Dad tried to tough it out alone at the house, like nothing had changed. He still drove down to his office every morning at 5:30, but we eventually had to pry his keys away from him when his car began to exhibit troubling traces of untold horrors on the highway between home and work.  We had to close his office eventually, but he refused to stop working, so we brought in all his drawings and spread them out on the dining room table. I think he thought he could stanch his grief somehow by continuing to pound away like a steel driving hammer.

I got off stage one Sunday night and I saw that Dad was calling me on his cell phone. I answered it and an LAPD officer told me to please come up to the house as quickly as I could. When I got there, I found my father holding court with a circle of 10 cops on his driveway. I also noticed that the bottom right quarter panel of his front door was missing.  The lead cop took me aside and told me “We got a call earlier this evening from your father saying he was being held hostage in his den by men wearing white jumpsuits and face masks, and they were all throughout the house, and that there was even one sitting next to him right now.” So they sent out about a dozen LAPD and they surrounded the house with weapons drawn, and then knocked his door in with a battering ram, got in there and found my father sitting alone, in his den, in the dark. There was no evidence of forced entry, other than theirs. The cop told me that something similar had just happened to his mother-in-law and that she imagined something that didn't actually happen. “Has he been under a lot of stress lately?” he asked.

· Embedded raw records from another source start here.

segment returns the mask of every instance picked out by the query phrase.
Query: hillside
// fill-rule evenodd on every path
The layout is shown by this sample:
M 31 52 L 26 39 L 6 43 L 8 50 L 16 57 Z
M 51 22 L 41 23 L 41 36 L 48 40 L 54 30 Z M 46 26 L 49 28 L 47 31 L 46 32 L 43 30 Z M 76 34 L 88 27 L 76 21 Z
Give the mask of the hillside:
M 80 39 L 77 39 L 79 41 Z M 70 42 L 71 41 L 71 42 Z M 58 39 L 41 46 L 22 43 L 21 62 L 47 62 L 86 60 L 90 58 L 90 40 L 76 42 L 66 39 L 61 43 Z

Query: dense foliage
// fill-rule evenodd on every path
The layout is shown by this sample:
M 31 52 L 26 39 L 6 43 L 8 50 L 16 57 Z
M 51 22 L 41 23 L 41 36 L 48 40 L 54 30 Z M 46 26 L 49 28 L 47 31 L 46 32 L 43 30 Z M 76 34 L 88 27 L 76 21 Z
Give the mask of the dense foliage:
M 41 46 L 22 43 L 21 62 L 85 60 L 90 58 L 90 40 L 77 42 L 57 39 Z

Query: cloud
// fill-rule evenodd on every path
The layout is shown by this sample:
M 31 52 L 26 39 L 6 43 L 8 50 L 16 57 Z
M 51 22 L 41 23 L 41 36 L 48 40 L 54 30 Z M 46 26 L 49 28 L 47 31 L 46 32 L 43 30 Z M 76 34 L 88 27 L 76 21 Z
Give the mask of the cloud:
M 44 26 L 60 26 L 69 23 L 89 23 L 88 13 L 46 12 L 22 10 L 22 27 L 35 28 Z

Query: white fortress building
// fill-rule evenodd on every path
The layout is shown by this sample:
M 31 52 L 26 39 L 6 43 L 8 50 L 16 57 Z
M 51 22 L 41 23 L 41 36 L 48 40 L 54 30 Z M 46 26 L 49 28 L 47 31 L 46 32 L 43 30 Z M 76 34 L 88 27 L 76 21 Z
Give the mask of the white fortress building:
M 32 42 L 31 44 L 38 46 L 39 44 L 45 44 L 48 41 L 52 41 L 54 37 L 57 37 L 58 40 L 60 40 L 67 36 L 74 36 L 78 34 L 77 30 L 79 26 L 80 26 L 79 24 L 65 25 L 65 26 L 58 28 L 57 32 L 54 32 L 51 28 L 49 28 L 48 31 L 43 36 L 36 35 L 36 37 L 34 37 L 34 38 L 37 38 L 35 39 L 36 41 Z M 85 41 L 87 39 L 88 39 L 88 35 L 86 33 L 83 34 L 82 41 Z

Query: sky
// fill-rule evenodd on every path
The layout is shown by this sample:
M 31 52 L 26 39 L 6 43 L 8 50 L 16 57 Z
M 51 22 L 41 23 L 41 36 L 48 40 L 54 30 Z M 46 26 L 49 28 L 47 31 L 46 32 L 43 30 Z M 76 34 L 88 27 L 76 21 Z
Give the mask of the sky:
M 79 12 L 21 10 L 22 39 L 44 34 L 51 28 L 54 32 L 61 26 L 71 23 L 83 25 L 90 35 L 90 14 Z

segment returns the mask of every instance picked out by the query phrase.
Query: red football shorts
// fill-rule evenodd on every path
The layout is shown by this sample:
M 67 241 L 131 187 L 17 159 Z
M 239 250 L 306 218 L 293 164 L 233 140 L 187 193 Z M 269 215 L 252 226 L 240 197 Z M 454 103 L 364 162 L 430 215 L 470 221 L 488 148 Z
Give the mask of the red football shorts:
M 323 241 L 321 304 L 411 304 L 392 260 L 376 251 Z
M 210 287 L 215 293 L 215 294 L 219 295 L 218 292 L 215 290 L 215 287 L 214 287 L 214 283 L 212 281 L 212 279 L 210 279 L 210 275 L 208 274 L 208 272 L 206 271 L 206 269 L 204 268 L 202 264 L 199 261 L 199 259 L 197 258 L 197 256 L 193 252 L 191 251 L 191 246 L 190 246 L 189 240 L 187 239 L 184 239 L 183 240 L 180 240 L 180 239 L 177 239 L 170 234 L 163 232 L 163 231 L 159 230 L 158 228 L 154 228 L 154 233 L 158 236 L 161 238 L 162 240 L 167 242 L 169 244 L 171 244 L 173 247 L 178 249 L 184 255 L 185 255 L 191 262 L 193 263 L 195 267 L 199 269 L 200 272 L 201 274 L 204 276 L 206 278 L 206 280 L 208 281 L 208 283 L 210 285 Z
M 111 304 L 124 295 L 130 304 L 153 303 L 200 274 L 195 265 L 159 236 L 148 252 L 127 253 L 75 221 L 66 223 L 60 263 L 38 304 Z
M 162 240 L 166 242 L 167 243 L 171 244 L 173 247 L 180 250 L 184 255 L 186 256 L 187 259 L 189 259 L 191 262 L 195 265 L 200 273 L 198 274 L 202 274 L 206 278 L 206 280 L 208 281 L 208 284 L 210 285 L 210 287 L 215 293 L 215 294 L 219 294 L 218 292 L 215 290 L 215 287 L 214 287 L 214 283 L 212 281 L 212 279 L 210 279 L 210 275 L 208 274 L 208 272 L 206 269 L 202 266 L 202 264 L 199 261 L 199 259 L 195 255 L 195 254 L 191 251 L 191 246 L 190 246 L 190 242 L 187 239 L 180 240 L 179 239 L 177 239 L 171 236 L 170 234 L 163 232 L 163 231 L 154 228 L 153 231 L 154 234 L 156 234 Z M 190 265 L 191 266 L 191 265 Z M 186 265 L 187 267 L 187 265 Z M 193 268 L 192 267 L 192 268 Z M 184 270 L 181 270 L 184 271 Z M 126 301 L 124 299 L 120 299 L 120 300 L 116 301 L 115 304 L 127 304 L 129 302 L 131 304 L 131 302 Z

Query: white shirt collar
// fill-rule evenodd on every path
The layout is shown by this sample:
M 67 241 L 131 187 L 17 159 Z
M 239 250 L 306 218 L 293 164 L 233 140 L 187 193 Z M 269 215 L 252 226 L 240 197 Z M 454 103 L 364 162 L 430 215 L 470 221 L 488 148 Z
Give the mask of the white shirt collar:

I walked back to the police barbecue on the driveway and when the time seemed right, gently as I could, I said, “Dad, just so you know, this didn't happen tonight, OK? No one was in the house with you. It didn’t happen.” And I remember Dad looked at me, and he looked at the cops, and he wryly smiled and nodded, as if to say: “Got it…just between us, this didn't happen tonight. Mums the word boys, right?” And I thought…good enough.

The police left, I duct taped some cardboard over that quarter panel on the front door and I put Dad to bed. I shut out the light, left the bedroom door half open and stood in the dark hallway. Then, I heard a small voice say “Stephen?” “Yeah, Dad?” “Those guys in the jumpsuits…” he said “…do you think they're coming back?” and I said, “No, Dad...they're not coming back. Just go to sleep” There was a short pause and then a very different voice said “I hope they do come back…let’s lay a little trap for those sons of bitches.” “No, no, Dad…we're not going to lay a little trap for anyone. Let’s just go to sleep. I’ll be down the hall in the living room on the couch if you need me.” So, I walked down the hallway, and crawled into a sleeping bag, and as your lying there, in the dark, with the moonlight shining across the couch, and the big picture of Helen from the funeral home, which Dad refused to take down, is still there on the easel, watching you, there's a little part of your mind that wonders: “Did that happen? Are they coming back?”